OpenGL ES2 – Shader Uniforms

There’s a famous animated GIF of an infinitely swirling snake (here’s one that’s been Harry Potterised with the Slytherin logo):

Impressive, right?

What if I said it only relies upon one variable, and that you can reproduce this yourself in 3D in mere minutes? It’ll take quite a lot longer to read and understand, but once you’ve grokked it, you’ll be able to do this easily.

Background reading

Make sure you understand:

  1. Draw Calls
  2. VAOs + VBOs
  3. and at least one kind of Texturing:

Uniforms vs. Vertex Attributes

In theory, you don’t need Uniforms: they are a special kind of Vertex-Attribute (which gives them their name: they are a “uniform attribute”).

In practice, as we’ve already seen, bitmap-based texture-mapping in GL ES requires Uniforms to make a link between Texture and Shader.

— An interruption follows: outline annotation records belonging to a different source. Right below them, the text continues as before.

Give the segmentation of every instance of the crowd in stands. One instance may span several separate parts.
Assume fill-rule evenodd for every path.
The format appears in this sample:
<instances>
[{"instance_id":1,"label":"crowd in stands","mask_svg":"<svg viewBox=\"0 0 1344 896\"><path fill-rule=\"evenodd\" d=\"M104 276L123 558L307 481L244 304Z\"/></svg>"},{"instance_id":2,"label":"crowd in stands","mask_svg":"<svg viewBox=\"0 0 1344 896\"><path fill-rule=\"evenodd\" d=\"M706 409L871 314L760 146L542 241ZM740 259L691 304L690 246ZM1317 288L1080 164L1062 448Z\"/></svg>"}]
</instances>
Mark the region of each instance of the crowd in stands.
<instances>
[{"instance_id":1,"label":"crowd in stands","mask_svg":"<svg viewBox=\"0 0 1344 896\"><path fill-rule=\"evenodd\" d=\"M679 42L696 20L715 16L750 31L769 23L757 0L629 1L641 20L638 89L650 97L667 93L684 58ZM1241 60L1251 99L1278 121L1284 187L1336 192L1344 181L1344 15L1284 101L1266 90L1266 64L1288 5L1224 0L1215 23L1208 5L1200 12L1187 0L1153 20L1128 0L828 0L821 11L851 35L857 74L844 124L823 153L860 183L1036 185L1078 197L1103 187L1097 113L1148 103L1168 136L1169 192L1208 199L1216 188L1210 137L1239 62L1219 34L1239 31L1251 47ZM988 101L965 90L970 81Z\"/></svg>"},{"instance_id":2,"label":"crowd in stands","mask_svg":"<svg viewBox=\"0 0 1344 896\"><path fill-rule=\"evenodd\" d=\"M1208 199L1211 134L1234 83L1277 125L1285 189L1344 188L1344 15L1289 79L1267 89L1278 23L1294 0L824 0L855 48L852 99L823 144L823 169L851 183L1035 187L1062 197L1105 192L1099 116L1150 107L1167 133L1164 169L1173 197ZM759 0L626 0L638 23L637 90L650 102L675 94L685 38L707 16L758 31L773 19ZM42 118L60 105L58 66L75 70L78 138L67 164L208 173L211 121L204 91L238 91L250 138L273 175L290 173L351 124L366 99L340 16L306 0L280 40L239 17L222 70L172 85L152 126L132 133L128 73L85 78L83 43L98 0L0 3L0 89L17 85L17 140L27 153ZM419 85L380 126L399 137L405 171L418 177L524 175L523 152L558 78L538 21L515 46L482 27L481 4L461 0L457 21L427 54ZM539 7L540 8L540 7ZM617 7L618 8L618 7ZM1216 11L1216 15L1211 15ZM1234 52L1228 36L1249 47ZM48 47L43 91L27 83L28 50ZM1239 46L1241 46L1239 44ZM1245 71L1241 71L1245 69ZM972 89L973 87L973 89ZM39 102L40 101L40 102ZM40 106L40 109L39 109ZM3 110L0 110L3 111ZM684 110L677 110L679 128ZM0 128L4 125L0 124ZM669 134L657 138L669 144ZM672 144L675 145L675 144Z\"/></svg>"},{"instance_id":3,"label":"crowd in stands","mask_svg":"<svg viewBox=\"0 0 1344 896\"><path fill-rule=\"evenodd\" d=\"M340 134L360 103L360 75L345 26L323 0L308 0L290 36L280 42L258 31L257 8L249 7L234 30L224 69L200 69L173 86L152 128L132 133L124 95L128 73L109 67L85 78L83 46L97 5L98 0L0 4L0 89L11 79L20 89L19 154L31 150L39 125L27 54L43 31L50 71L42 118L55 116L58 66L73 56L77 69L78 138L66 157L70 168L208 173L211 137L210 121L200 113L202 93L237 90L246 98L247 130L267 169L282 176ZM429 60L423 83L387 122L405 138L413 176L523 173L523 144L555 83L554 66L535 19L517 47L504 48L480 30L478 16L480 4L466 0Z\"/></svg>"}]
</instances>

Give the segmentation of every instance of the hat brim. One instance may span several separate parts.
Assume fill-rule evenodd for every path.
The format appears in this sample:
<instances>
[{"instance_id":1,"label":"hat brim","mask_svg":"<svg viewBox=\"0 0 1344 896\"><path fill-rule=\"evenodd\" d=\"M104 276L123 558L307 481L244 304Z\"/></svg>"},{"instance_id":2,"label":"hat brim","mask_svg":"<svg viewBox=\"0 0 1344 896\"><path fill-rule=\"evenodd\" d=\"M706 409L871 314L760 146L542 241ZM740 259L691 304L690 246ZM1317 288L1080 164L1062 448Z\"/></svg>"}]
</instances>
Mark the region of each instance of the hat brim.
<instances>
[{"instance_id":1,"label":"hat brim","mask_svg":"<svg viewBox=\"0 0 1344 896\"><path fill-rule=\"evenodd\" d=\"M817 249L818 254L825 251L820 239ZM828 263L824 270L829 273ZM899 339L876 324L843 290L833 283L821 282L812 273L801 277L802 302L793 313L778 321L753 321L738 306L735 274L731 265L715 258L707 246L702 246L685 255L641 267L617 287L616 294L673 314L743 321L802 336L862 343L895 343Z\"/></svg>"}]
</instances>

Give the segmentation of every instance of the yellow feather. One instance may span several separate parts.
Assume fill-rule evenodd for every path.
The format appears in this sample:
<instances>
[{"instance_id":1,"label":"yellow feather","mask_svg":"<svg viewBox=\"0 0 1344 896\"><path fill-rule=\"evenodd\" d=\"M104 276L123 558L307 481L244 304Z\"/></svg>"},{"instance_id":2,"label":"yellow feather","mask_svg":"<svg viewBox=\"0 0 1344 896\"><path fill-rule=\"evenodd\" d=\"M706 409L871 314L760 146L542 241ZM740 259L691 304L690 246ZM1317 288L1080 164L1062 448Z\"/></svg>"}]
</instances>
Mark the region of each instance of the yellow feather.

The code for sending them to the GPU is different from sending Vertex Attributes – annoyingly, it’s more complicated – but the concept is identical. Then why do we have them?

Performance.

And, as a bonus: convenience.

How many items per Spaceship?

A typical 3D model of a spaceship has:

  • 5,000 polygons
  • 10,000 vertices
  • 5 bitmap tetures

OK, fine, so …

Performance basics

Your vertices each specify which texture(s) they’re using. If you want to change the textures, from “standard” ones to “damaged” ones, you’ll have to:

  1. Upload the new texture (one-time cost; once it’s on GPU you can fast-switch between textures)
  2. Re-Upload the “uses texture 1 (out of the 5)” vertex-attribute … once for every vertex (repeated cost: has to be done every time)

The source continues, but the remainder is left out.